Cows are fed organically grown fodder.
(Photo: Sanjay Bhalla/The Way We Were Farms)
What we are growing here is organic soil. We use our own fertilizer using cow urine and cow dung. Cows are fed with herbs like Ashwagandha, Jivanti, Shitawari, lemon grass, basil & many seasonal vegetables along with seed residue cakes of Mustard & Sesame & almonds, all extracted by us.
Sanjay Bhalla

Bhalla says, the fodder that’s organically grown on the farm has helped increase the yield – from 6 to 7 litres in a day to almost 14 litres in some cattle.

When probed about the high cost of A2 ghee, he explains that from 30 litres of milk, he gets only 1 kg of fat. Nothing is wasted. Fat is turned into ghee and the rest into buttermilk.

Also Read : On World Milk Day, Let’s Go Natural!

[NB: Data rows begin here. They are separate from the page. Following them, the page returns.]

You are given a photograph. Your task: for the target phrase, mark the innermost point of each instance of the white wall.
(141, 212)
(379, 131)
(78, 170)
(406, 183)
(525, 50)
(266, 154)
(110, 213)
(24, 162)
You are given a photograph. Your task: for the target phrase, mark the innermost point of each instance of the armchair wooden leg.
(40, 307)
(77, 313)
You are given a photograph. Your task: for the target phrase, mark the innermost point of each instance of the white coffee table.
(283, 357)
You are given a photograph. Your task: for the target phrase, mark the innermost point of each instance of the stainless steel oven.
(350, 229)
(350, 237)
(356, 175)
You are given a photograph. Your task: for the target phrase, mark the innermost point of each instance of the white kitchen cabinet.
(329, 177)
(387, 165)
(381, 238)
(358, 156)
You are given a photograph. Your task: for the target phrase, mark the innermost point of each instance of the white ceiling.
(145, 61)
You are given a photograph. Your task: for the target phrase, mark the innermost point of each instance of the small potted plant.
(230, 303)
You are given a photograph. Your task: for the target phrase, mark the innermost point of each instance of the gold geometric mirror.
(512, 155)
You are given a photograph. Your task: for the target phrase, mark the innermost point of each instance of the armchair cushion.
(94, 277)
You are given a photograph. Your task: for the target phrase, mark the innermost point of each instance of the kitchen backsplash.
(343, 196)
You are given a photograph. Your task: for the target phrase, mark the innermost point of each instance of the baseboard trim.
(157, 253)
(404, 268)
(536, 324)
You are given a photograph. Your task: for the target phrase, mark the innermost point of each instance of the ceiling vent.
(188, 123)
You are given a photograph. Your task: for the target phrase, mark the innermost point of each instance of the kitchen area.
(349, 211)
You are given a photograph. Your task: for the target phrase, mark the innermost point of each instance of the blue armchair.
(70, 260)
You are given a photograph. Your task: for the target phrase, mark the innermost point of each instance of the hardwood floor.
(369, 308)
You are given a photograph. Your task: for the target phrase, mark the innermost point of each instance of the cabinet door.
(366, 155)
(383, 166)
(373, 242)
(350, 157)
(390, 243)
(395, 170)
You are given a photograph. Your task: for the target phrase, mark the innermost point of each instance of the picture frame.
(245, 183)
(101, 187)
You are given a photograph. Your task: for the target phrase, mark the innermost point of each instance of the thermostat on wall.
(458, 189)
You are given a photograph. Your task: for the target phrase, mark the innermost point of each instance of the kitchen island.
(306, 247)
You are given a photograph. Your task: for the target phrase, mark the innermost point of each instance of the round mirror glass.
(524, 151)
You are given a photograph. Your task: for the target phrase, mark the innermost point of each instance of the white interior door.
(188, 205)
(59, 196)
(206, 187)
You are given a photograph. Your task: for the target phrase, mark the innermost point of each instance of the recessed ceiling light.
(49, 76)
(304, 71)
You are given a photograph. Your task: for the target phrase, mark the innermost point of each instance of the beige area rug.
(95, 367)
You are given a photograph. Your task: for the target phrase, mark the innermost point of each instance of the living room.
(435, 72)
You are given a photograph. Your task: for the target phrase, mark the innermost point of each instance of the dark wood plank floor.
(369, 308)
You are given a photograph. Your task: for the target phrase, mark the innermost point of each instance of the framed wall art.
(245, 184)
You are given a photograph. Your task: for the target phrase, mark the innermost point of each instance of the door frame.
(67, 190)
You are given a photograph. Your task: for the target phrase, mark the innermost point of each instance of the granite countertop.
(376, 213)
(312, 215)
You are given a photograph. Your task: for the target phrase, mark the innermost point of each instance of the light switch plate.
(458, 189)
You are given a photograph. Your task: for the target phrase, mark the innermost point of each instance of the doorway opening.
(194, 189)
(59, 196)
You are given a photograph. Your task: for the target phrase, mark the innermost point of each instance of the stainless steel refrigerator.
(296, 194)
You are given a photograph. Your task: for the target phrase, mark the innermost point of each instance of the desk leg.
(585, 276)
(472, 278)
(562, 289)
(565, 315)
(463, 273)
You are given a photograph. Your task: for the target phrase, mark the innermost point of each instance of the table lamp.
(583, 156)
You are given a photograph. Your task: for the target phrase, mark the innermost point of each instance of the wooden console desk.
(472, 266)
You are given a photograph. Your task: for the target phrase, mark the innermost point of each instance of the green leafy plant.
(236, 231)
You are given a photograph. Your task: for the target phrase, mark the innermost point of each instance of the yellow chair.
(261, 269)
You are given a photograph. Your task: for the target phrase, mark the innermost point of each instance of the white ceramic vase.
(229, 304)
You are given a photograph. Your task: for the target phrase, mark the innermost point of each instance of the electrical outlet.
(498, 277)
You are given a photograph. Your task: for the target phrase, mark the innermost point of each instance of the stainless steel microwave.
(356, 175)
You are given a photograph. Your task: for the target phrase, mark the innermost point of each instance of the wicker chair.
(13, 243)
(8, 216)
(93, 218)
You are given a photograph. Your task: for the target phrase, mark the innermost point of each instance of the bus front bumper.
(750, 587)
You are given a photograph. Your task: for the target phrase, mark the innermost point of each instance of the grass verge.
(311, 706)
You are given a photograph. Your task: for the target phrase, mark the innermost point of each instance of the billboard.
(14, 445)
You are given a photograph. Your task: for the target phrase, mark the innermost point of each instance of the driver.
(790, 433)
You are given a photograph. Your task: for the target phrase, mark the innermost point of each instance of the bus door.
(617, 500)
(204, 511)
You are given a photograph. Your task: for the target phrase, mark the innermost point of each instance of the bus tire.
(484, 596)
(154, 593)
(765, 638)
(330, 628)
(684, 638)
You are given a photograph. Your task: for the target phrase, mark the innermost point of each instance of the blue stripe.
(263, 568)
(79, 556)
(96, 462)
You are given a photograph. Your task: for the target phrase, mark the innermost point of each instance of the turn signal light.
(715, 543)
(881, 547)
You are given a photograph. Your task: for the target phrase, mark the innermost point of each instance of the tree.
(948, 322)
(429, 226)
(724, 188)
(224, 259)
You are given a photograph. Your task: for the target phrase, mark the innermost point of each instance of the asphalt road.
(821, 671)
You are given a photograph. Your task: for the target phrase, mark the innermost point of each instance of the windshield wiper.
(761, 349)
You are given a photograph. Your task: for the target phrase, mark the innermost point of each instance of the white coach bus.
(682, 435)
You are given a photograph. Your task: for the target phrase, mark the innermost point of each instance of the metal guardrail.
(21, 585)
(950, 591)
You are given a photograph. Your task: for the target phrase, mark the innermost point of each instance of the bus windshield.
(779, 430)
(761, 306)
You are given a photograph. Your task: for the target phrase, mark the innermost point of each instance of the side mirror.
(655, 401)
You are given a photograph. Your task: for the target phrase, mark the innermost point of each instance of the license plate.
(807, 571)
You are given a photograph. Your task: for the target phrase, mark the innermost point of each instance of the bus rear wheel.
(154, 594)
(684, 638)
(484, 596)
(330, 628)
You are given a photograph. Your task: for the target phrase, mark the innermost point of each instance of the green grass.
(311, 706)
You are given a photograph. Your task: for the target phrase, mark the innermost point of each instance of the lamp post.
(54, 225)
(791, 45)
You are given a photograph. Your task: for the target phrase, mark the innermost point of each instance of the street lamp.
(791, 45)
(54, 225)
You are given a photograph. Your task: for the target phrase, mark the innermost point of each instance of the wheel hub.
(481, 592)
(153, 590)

Should You Switch to A2 Milk?

If you must have milk, make sure it is farm fresh.
If you must have milk, make sure it is farm fresh.
(Photo: iStock)

We asked nutritionists in Delhi and Mumbai if they would advice people to switch to A2 milk.

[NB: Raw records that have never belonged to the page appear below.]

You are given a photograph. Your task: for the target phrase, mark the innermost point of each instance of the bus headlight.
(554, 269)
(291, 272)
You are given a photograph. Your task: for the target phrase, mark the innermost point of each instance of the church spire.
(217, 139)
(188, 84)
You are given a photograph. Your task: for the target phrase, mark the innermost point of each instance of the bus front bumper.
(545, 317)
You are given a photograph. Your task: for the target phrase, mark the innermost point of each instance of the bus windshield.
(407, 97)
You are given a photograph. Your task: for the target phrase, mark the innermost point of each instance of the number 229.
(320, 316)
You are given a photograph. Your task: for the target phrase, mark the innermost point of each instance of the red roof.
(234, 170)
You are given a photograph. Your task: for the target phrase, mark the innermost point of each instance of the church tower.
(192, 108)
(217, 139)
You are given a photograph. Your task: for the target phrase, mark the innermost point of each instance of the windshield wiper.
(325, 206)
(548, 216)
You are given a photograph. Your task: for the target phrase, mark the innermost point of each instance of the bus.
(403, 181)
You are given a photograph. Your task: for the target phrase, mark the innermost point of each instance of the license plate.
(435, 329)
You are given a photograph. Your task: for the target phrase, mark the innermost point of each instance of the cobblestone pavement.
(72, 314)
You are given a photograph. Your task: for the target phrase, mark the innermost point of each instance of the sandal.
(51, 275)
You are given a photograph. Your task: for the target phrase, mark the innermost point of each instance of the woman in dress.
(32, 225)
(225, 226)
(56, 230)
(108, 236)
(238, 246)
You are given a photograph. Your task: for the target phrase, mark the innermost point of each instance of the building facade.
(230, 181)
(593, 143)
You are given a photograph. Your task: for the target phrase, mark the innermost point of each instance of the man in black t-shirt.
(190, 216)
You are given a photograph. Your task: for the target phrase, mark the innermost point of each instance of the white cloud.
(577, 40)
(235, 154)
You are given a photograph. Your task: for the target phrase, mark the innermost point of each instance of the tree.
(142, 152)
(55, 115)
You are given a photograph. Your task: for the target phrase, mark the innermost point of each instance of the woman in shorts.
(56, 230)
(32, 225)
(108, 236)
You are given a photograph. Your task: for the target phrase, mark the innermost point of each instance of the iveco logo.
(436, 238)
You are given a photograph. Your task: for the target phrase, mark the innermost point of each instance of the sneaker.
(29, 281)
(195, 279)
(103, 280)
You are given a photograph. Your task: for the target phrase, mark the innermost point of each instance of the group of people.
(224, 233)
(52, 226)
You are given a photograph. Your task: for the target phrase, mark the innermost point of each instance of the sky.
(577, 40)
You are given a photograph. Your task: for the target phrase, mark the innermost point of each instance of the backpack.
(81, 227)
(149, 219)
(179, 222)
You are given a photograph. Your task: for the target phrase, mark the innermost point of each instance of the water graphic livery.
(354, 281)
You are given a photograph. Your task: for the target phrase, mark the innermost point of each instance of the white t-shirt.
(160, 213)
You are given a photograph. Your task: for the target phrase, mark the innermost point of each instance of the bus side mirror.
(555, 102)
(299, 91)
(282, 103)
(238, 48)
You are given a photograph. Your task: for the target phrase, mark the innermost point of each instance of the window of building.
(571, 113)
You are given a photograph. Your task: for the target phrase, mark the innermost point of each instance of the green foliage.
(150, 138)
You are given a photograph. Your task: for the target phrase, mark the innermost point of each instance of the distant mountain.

They say most milk we get in the market is adulterated at source in some form. Hormones and antibiotics have been pumped in the cow to increase the yield. Milk, once it reaches the shelves has undergone a lot of processes – the nutritive value is already limited.

So if you must have milk, have natural or organic.

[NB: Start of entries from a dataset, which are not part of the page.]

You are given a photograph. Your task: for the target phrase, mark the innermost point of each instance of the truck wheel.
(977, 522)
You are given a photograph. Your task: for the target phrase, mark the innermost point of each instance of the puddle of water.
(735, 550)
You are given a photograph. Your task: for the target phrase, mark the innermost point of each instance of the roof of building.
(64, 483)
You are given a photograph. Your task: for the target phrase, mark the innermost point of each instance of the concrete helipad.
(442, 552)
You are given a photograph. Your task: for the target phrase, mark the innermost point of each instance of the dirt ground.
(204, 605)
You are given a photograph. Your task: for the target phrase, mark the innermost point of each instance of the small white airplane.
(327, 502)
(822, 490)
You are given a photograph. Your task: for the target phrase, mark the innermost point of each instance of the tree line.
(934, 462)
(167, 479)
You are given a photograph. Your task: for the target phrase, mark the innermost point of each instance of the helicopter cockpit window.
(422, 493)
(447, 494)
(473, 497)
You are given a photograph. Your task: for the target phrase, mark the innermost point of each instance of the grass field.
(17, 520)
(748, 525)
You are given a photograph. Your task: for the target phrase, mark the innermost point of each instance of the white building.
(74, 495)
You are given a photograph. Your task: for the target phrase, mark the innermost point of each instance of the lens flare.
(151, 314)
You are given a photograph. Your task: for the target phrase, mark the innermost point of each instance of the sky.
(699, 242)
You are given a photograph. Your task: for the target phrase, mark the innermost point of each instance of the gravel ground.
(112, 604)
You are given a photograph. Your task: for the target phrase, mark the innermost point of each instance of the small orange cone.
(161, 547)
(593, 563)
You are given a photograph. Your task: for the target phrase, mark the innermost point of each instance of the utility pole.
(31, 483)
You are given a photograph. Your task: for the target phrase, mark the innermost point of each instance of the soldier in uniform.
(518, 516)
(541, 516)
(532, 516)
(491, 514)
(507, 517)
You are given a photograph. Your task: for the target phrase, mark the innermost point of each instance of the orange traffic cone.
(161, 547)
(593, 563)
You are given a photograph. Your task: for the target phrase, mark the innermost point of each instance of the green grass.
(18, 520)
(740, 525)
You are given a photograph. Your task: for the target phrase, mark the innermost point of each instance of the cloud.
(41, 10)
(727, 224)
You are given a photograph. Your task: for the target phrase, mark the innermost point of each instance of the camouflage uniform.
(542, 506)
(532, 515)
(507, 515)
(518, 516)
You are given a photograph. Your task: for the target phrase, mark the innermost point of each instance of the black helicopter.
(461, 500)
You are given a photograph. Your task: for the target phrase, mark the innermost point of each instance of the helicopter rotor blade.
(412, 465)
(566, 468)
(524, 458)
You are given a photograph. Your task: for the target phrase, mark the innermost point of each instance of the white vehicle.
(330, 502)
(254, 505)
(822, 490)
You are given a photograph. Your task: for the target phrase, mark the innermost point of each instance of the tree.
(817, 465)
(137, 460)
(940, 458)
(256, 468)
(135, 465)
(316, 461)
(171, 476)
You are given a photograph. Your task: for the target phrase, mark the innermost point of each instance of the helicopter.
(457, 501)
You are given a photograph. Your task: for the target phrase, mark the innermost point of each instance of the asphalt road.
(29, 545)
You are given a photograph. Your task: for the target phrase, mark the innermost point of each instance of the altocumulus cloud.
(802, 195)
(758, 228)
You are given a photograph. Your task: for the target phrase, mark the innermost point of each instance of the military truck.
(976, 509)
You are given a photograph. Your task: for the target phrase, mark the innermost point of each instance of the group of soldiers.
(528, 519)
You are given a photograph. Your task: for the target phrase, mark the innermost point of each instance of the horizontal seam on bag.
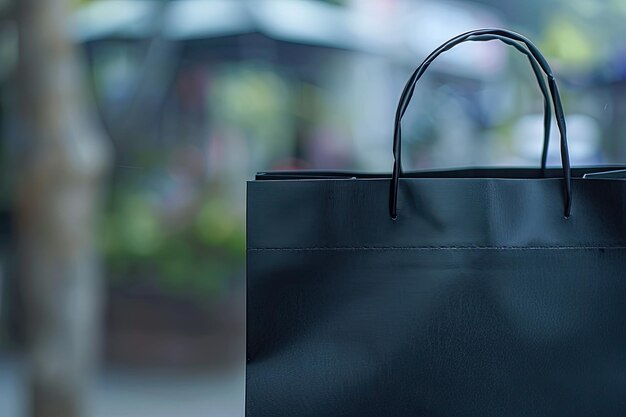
(321, 248)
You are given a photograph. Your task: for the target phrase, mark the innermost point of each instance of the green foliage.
(198, 258)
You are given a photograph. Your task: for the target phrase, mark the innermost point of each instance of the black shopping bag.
(480, 292)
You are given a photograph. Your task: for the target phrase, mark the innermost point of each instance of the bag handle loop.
(484, 35)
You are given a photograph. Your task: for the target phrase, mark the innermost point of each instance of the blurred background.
(128, 129)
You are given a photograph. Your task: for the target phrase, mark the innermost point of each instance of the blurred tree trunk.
(65, 159)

It takes 4-5 years for soil to be turned truly organic.What is sold in the name of organic in India is mostly natural or ‘as close to organic.’ For vegetarians who don’t get enough protein from other sources, I advise they have natural milk products sourced at these farms.  Whether it is A1 or A2 is not as important.
Delnaaz T Chanduwadia, Chief Dietician, Jaslok Hospital

Rupali Datta, a Delhi based nutritionist says,

A2 milk has higher anti-inflammatory markers and it is better tolerated. So if you have digestive issues, or are borderline lactose intolerant, A2 is an option for you.
Rupali Datta

Shikha Sharma of Nutrihealth Systems agrees.

A2 milk is lighter on the stomach than regular milk. In fact, some studies suggest a significant amount of people are improperly diagnosed with lactose intolerance when in reality they just have a sensitivity to the A1 protein. So people with lactose intolerance are mostly allergic to A1 protein found in milk.

The more important question to ask, when deciding which dairy you plan to source your milk from, is what standards and practices the farmer follows.